Deixou-nos Jorge, o craque Mendonça, que aportara em nosso amado clube justamente no ano de 1976, que marcaria o último título do grande Ademir da Guia vestindo as nossas cores verde e branca. Também no ano de sua chegada, iniciava-se um período triste para a querida torcida palmeirense. Nossos craques, da Segunda Academia, começavam a deixar o querido clube de Palestra Itália. As despedidas iniciaram-se com o grande zagueiro (um dos maiores de nossa rica história) Luís Pereira e o fenomenal meia-direita (talvez o maior cabeceador de todos) Leivinha. Ambos foram mostrar aos espanhóis, mais precisamente do Atlético Madrid, os seus exuberantes futebóis. Isso marcaria, também, a despedida dos gramados de nosso magistral volante Dudu, que em seguida, daria início à carreira de treinador no próprio PALMEIRAS. Para tristeza ainda maior, o maior de todos, o fenomenal, o Divino Ademir da Guia, estava em vias de encerrar a sua longa e vitoriosa carreira vestindo a amada camisa da SOCIEDADE ESPORTIVA PALMEIRAS. Fato este que viria a se consumar no ano seguinte, para infelicidade não somente de nós palmeirenses, mas de todos que apreciam o belo futebol, que certamente, Ademir sempre soube mostrar.  Jorge bem saberia da responsabilidade de, se não substituir os craques que estavam deixando o Parque Antártica, mas pelo menos amenizar a dor que tanto estava sentindo, a apaixonada torcida alviverde.
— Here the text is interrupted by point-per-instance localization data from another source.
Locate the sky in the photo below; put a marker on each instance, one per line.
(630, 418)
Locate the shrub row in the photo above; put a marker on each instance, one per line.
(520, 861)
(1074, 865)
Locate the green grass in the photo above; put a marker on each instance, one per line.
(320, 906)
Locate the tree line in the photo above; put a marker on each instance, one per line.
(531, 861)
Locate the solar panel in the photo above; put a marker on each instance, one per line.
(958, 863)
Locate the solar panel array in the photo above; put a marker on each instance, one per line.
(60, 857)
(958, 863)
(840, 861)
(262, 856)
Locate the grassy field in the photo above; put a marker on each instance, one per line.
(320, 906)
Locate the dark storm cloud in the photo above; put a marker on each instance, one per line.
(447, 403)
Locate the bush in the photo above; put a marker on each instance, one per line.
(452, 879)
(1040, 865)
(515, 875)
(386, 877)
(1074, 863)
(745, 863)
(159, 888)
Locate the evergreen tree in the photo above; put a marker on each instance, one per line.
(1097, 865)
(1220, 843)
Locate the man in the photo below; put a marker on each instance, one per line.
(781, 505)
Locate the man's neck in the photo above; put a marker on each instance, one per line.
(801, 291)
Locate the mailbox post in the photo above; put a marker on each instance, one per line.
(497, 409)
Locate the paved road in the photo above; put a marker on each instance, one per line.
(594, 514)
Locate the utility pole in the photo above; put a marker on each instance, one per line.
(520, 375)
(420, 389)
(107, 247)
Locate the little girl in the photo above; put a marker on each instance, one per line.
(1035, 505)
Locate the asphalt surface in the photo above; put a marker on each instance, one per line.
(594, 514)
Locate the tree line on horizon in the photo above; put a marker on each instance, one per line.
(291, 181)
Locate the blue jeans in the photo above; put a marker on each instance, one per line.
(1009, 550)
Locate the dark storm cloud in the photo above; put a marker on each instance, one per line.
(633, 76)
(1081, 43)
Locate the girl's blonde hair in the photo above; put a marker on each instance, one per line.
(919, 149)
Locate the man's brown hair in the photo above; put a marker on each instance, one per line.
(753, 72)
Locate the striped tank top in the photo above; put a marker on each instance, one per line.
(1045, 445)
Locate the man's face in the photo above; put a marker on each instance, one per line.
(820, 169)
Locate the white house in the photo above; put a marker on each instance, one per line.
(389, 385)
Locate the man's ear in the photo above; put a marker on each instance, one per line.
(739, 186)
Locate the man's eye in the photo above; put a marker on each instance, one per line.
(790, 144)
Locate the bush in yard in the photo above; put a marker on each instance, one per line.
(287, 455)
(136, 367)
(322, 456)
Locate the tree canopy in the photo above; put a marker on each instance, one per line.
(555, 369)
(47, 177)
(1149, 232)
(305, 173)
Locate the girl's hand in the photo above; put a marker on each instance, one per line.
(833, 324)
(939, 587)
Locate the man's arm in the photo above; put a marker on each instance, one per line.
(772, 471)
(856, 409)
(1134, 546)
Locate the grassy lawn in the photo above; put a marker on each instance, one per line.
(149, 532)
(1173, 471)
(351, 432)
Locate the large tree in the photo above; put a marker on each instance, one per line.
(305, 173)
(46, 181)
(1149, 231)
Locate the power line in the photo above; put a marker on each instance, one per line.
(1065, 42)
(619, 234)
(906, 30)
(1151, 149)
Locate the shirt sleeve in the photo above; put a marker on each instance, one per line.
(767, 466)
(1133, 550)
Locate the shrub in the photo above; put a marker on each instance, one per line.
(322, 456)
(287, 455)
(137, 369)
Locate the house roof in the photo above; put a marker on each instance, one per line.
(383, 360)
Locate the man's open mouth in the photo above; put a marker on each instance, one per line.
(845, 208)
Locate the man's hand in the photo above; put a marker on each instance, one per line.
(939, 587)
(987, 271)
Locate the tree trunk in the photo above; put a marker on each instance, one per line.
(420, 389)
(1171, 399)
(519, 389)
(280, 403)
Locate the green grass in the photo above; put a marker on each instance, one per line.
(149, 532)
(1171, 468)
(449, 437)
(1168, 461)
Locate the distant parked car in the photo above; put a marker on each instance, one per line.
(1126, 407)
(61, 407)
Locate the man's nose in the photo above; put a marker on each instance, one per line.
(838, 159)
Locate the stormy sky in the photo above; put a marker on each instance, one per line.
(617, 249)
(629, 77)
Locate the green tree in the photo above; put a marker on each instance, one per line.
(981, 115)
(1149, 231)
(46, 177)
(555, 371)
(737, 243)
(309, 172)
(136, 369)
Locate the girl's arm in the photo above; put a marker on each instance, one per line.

A sua estréia com a camisa esmeraldina, deu-se em um amistoso em Franca, contra a Francana no dia 22 de Fevereiro de 1976, entrando no lugar do jogador Erb, que vencemos pela contagem mínima  de 1 x 0 (gol de Toninho “Catarina”).

De início, talvez não inspirasse total confiança, do então treinador Dino Sani. Este, ou o sacava no decorrer das partidas, ou iniciava com Jorge no banco, colocando-o no desenrolar dos jogos. Mas com a saída de Dino Sani e a entrada do novato Dudu, passa a ter mais oportunidades na equipe titular, e conseqüentemente, mais chances de mostrar a que veio. Também com a efetivação do centroavante Toninho, ambos viriam a fazer uma dupla perfeita, levando o pavor às defesas adversárias. Tanto é, que ambos acabam assinalando a maioria dos gols palmeirenses ao longo da temporada. Mas foi especificamente no campeonato Paulista daquele ano que Jorge Mendonça ficaria marcado, tanto nos corações alviverdes, como na rica história do PALMEIRAS. Pois no jogo decisivo diante da equipe do XV de Piracicaba (1 x 0) na penúltima rodada - em um Parque Antártica vivendo uma noite de gala, ou seja, recebendo, até hoje, o maior público de sua historia (40 mil torcedores) – assinala o gol que garantiria o título antecipado de campeão Paulista 76. Assim como também deixaria a sua marca na última rodada, no chamado jogo das faixas, diante de nosso rival (Corinthians), marcando por duas vezes, garantindo a vitória palmeirense pela contagem de 2 x 1.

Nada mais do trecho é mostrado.